For these reasons, the court considered that given the difficulty of obtaining unequivocal evidence on the applicant ’ s status, the partial information provided by the R.I.S. and by S.S. should be given increased significance in favour of the applicant.
It thus concluded that the applicant had participated in the events solely as a R.I.S. informant and that the representation of his own role and his feelings of fear, horror, despair and repugnance at the scene of the abuse against E., removed his criminal responsibility.
For these reasons, on 20 November 2008, the County Court partially annulled the previous decisions and acquitted the applicant on both counts.

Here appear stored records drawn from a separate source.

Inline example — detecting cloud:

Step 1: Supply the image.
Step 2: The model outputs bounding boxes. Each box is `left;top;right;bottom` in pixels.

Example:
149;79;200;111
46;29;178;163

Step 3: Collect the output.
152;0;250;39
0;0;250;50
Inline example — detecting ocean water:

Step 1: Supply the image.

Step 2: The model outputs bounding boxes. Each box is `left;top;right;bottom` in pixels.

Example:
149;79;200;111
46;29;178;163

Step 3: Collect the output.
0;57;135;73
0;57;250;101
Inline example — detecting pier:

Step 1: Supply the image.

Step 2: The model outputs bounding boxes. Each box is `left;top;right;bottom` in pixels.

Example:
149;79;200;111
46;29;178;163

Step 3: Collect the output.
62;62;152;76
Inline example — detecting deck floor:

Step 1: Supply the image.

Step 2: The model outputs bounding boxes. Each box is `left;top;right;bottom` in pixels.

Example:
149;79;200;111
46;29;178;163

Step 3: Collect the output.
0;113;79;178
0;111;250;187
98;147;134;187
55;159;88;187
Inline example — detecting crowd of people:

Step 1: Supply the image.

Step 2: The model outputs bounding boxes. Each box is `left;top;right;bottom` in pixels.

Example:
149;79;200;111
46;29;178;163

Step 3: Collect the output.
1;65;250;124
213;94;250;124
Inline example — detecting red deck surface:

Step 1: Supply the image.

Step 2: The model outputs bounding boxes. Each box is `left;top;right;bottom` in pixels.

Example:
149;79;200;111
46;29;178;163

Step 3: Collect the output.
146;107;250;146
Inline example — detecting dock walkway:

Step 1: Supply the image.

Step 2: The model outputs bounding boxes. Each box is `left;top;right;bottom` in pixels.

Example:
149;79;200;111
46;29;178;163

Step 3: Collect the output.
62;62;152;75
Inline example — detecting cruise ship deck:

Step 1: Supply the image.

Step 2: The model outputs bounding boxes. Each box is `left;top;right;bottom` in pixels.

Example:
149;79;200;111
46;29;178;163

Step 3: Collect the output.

On 22 October 2009, acting upon an appeal lodged by the Prosecutor ’ s Office, the Braşov Court of Appeal quashed that judgment and dismissed the request for revision. It considered that that remedy could not be used solely to adduce new evidence and that the ordinary courts had already examined the theory according to which the applicant had been a R.I.S. informant infiltrated in M.V. ’ s group. It also considered that the fact that the status of a R.I.S. informant is not regulated by law, made it impossible for the courts to establish the extent of such activities, thus leaving room for abuse of such a status.
On 28 October 2010 the High Court of Cassation and Justice dismissed the appeal on points of law lodged by the applicant and upheld the decisions rendered by the court of appeal, on similar grounds as those given by the lower court.
COMPLAINTS
1. The applicant complains under Article 6 § 1 of the Convention that in starting the criminal investigations over one year after his report, the authorities protracted unreasonably the criminal proceedings against him.
2. Under Article 6 § 3 (a) he complains that it was impossible for him to present his case and make his defence in so far as the R.I.S. refused to release evidence to the court.
3. He considers that his conviction and sentence have been unjust and humiliating and constitute a severe miscarriage of justice, in violation of Articles 3 of the Convention and 3 of Protocol No. 7 to the Convention.
QUESTIONS TO THE PARTIES
1. Did the applicant have a fair hearing in the determination of the criminal charges against him, in accordance with Article 6 § 1 of the Convention? In particular, were the rights of the defence guaranteed by Article 6 § 3 of the Convention and the principle of equality of arms respected as regards the applicant ’ s possibility to call witnesses on his behalf and to obtain relevant information from the Romanian Intelligence Service?
2. Was the length of the criminal proceedings in the present case in breach of the “reasonable time” requirement of Article 6 § 1 of the Convention?